The Notorious 8chan Returns, And Back Online As '8kun'

12/11/2019

8chan, also called Infinitechan or Infinitychan, is a notorious imageboard website composed of user-created message boards.

With less policy and regulations to govern the platform, owners that moderate their boards have minimal interaction from site administration. As a result, the site has been linked to child pornography, white supremacism, neo-Nazism, the alt-right, racism and anti-Semitism, hate crimes, and multiple mass shootings.

This in turn made 8chan full of controversies.

It was in August 2019 that 8chan went offline, in the aftermath of the back-to-back mass shootings on August 3 and August 4, 2019, in El Paso, Texas, and Dayton, Ohio, respectively.

At that time, the site's network infrastructure provider Cloudflare stopped providing its content delivery network (CDN) service.

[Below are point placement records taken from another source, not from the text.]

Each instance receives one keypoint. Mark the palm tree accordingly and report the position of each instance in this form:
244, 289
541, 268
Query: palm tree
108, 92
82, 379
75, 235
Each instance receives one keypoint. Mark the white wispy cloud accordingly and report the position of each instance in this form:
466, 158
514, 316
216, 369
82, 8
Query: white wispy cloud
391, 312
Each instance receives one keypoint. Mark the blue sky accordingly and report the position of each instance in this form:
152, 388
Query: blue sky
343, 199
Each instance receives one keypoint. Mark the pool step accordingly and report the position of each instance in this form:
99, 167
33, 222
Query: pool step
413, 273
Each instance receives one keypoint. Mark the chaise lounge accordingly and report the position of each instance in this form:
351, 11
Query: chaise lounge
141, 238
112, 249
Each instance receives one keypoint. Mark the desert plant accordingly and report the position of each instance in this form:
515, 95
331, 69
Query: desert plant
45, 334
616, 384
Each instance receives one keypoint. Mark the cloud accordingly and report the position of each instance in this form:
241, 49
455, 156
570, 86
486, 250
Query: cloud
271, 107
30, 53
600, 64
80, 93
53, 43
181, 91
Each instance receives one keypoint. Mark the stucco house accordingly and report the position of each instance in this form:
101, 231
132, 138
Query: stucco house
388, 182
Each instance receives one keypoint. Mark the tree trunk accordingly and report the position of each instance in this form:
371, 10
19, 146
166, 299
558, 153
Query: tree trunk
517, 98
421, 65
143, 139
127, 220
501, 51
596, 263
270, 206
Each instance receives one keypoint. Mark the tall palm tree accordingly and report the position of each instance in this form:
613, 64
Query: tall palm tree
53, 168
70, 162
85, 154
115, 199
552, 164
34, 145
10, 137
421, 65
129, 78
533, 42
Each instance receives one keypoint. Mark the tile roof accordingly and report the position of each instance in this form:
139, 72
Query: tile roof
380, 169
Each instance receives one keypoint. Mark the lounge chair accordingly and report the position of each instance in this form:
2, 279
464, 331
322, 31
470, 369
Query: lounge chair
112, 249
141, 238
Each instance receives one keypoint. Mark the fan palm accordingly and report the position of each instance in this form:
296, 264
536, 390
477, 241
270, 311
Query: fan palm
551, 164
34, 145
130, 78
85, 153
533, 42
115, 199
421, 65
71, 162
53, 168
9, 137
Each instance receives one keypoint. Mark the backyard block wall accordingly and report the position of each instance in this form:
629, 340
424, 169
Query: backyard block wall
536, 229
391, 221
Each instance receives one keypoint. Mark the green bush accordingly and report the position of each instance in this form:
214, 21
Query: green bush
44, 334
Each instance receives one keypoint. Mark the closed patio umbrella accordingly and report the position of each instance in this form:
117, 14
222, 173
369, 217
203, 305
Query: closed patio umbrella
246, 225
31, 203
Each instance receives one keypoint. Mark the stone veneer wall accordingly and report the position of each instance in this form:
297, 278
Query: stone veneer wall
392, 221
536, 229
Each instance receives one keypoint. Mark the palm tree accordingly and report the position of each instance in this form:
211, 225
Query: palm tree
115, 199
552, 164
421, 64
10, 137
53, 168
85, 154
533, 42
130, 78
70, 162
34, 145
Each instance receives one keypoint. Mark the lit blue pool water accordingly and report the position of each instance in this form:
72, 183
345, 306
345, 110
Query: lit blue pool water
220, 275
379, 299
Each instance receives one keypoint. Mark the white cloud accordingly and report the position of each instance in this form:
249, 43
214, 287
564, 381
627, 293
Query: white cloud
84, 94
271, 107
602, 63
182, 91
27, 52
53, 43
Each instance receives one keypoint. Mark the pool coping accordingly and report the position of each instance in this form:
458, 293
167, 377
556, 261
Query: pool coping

Voxility, a web services company that had been renting servers to Epik, the site's new domain registrar, as well as Epik's CDN provider subsidiary BitMitigate, also terminated their service.

Then in November 2019, 8chan returns, and rebranded as 8kun.

8chan - 8kun

This started in in October, when 8chan’s administrator and owner, Jim Watkins, posted a new logo under the 8kun brand.

The logo has a snake which resembles that of the Gadsden flag, that forms a shape of number 8.

Watkins returned 8chan as 8kun after his testimony before the U.S. Congress in September. At that time, Watkins said the racist content is only posted by "a small minority of users" and that he "has no intention of deleting constitutionally protected hate speech."

He also said that site was "offline voluntarily", and it "may" return once it had developed tools to counter illegal content. However, Watkins said that site had "no intent of deleting constitutionally protected hate speech."

On October 9, 2019, 8chan's official Twitter account instructed board owners who wish to migrate to 8kun to send their "shared secrets" (a tool that enables board owner to recover an 8chan board) to an email address at 8kun.net.

8kun has a warning to tell users not to post content that's illegal in the U.S..

Fredrick Brennan, founder and the original owner of 8chan before Watkins, opposed the site’s return saying the administrators are incompetent.

Brennan has long been against 8chan, especially after a failed project of redesigning 8chan, and after 8chan became darker than ever. Here, Brennan vocally opposed 8chan's relaunch, claiming the effort will not change the reputation previously associated with 8chan, and also citing his troubled relationship with 8chan administrators.

Brennan has also said that the success of 8kun will depend on the return of QAnon, a far-right conspiracy theory.

While the Watkins family tried to launch 8kun, Brennan tried to block their effort in order to keep QAnon away.

8kun was set to launch in October 17, 2019, but the attempt was delayed as British server provider Zare discontinued its support, claiming that the team behind 8kun may have provided false details while registering themselves.

Days later, the rebranded site again experienced problems when its domain registrar pulled the plug. Domain registrar Tucows said N.T. Technology, the parent company of 8kun and 8chan, had violated its services agreement.

But still, the struggling site remains live. Among the several ways 8kun tries to return, is by using the open protocol called Lokinet. The network that is based on a fork of the Monero cryptocurrency called Loki, functions like the privacy-protecting Tor network.

"We have been under sustained attacks the past few days and doing everything we can to get things stable again," Ron Watkins reported. "The site is still online—albeit limping along—as we reorganize and restructure to deflect attacks coming from many angles."